This doesn't seem real. But it is. And it happened blisteringly fast.
Something else to point out, y'all didn't just help me. You also helped my roommate. See, before I hit the dirt running, he was going to be the person I was going to help. Who I was going to 'pass it on' too. He's been living in a rough debt situation in San Fran and need a new place to actually build a life for himself. Get a license. Get a car. Get money saved. I offered to room with him months ago, and have been struggling to get to this point ever since.
A couple days ago his mom stroked out. I'm talking, maybe 24 hours after I posted the original journal.

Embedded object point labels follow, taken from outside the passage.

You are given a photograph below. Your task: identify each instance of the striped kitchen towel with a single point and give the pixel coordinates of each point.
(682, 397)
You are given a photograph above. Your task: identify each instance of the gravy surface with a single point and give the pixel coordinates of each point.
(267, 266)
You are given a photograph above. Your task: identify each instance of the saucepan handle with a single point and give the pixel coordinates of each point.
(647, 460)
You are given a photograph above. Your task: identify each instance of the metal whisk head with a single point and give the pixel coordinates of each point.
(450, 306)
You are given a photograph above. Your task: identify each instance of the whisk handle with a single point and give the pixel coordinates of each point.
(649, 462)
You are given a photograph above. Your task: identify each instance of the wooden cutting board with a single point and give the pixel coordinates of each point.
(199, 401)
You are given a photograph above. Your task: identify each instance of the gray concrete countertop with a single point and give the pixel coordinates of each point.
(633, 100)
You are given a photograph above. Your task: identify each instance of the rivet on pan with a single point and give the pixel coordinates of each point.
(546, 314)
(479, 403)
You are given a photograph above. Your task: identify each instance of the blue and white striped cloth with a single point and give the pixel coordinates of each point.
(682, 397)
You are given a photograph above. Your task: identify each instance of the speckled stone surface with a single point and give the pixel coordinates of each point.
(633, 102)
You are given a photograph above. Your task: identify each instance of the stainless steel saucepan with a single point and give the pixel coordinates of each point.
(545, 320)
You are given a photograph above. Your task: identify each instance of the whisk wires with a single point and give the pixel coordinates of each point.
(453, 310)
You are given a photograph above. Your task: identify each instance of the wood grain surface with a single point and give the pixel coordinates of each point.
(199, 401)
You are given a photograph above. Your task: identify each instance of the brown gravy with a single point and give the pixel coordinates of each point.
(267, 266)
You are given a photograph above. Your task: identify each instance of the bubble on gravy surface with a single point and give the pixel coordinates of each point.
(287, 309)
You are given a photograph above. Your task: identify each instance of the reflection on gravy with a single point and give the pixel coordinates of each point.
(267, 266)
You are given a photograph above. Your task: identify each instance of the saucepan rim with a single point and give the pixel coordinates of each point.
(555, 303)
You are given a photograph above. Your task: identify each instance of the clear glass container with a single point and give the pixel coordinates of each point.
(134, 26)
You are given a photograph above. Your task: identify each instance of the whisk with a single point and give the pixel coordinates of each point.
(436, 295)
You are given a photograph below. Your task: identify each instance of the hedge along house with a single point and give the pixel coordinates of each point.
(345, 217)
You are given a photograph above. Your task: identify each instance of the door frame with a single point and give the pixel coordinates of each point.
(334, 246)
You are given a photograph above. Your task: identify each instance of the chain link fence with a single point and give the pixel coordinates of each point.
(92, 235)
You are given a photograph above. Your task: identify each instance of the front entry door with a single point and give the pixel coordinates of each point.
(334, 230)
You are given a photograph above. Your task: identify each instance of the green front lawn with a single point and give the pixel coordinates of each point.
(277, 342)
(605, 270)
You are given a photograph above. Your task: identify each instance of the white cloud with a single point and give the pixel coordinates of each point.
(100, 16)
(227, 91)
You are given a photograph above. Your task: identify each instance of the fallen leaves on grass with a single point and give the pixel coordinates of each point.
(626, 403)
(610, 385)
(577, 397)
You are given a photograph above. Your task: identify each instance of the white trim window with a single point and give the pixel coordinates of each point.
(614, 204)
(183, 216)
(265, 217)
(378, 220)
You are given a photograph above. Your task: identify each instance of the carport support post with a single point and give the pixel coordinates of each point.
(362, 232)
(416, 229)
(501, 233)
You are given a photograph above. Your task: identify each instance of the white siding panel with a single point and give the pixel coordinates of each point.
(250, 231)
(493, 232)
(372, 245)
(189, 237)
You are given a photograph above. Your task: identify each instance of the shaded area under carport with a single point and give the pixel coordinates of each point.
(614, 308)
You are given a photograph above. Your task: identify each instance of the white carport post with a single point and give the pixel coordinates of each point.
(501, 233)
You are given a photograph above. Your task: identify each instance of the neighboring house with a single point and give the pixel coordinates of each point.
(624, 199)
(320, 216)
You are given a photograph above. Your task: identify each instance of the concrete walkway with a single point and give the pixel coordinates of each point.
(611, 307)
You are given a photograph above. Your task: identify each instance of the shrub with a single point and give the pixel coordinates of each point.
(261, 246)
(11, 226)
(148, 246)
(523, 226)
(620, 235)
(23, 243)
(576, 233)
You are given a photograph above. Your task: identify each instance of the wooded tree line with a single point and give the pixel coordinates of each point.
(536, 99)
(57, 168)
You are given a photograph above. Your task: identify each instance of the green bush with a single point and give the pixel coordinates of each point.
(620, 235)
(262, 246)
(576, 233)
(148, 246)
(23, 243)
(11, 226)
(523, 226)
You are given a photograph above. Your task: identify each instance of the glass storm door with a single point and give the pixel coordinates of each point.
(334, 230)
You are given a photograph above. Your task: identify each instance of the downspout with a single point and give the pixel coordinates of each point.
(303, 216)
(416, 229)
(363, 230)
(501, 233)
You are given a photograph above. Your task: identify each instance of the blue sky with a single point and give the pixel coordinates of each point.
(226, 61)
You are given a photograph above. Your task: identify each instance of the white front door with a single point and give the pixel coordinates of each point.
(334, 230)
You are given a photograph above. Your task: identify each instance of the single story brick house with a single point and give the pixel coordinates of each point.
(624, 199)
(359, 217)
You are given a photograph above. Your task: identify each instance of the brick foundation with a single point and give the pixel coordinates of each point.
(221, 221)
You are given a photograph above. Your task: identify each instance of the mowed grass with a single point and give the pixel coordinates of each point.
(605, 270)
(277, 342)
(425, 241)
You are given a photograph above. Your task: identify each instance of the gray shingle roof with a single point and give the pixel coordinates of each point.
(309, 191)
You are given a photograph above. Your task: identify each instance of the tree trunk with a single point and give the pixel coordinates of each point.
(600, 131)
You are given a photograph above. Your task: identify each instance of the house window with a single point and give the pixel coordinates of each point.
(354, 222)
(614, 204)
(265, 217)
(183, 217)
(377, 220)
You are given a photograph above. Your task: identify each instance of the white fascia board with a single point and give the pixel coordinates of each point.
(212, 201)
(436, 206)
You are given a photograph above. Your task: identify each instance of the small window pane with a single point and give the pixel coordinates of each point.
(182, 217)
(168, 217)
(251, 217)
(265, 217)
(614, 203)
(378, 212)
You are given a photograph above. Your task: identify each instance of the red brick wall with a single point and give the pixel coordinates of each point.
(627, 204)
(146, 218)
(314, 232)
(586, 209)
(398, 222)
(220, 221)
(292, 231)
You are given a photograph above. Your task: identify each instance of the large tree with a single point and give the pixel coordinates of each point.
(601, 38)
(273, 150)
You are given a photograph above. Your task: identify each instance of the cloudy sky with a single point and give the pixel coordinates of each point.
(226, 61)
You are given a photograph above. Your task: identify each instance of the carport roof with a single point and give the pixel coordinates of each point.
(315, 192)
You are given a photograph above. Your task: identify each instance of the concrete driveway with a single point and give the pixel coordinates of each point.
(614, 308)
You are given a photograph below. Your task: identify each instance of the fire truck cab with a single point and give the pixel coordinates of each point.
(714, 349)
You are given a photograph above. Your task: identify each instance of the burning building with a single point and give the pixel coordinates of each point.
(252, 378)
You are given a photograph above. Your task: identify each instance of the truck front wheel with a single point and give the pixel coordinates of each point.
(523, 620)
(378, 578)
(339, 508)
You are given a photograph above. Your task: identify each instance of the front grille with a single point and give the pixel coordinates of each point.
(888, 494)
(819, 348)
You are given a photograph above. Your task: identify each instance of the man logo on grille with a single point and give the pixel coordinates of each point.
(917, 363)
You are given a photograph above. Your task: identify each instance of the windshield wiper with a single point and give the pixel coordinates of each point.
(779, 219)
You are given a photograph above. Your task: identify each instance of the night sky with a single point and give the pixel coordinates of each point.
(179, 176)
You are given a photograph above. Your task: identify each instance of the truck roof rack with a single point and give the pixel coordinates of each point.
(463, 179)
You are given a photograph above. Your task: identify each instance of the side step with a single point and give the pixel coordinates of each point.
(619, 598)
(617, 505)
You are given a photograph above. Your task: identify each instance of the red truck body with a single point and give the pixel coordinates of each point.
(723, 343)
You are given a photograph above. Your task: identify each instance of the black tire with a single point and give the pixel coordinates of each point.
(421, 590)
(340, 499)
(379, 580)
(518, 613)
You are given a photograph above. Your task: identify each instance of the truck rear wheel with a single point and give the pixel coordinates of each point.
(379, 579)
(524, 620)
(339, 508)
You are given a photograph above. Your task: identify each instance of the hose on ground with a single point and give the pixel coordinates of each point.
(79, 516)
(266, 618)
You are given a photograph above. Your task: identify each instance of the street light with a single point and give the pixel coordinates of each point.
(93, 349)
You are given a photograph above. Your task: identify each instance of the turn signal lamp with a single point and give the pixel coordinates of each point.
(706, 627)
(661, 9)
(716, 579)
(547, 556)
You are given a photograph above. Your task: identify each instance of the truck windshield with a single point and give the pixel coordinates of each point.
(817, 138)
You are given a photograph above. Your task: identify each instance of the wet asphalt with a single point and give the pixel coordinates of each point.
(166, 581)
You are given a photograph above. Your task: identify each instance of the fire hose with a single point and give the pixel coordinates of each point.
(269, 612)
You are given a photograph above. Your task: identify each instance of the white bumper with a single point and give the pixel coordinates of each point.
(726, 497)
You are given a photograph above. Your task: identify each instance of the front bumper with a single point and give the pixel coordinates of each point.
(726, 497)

He needed 2 things. 1: To get him and his stuff moved from San Francisco. and 2: To visit his mom in Arizona.
We'd already been agonizing over how to get him over here, and then his mom's hospitalization threw all of that under a bus. He began stressing out in a very, very bad way. But finally, I was able to tell him that not only would I be able to now go pick him up and all his possessions, I could afford to swing him by Arizona as well.
Y'all did much more than house some fur in Texas. I'll leave it at that, but I figured y'all would want to know.
Thank you from both of us. Sorry if this seems rambly. I'm still in a bit of emotional whiplash and this reverts me to a state of needless talk.
Much love,
~Red
Ps: Still going to respond to all your awesome comments and notes within the next couple days I'm off work. Also, start drawing stuff once I get my desk moved in. <33
For the better.
This morning I'd just finished filling out the apartment lease and was driving back to the truck yard to take a shower when along the way I noticed that a FOR RENT sign had gone up. It was a small culldesac less than a quarter mile from my work place. And it had -just- shown up. So, I wrote down the number. Just in case. When time came for me to turn in the application, I was hesitant because there were certain conditions I did not meet. Being at my job for a whole year was the biggest one, as well as having a five year lease history. I asked the apartment manager how strict they were on these things, and she said, "Very."
I asked, "Like... I won't get the place "very"?"
"It's not likely. But, you can submit it and we can see."
I said to hang on while I made a phone call. I left there and made the call, and a man answers the phone and says if I meet him there we can discuss renting conditions. I say alright and an hour later I'm waiting outside a cute little two bedroom house with a big yard. The oldest, cutest couple I've ever met step out and hobble up to the house to let me in to look. Not only was it more spacious than the other place, it had more windows, a backyard and front yard, and hardwood floors. I ask for the deposit and rent.
Rent: 600 (or 300 for the remainder of this month)
Deposit: 300 this month, and then 300 next month.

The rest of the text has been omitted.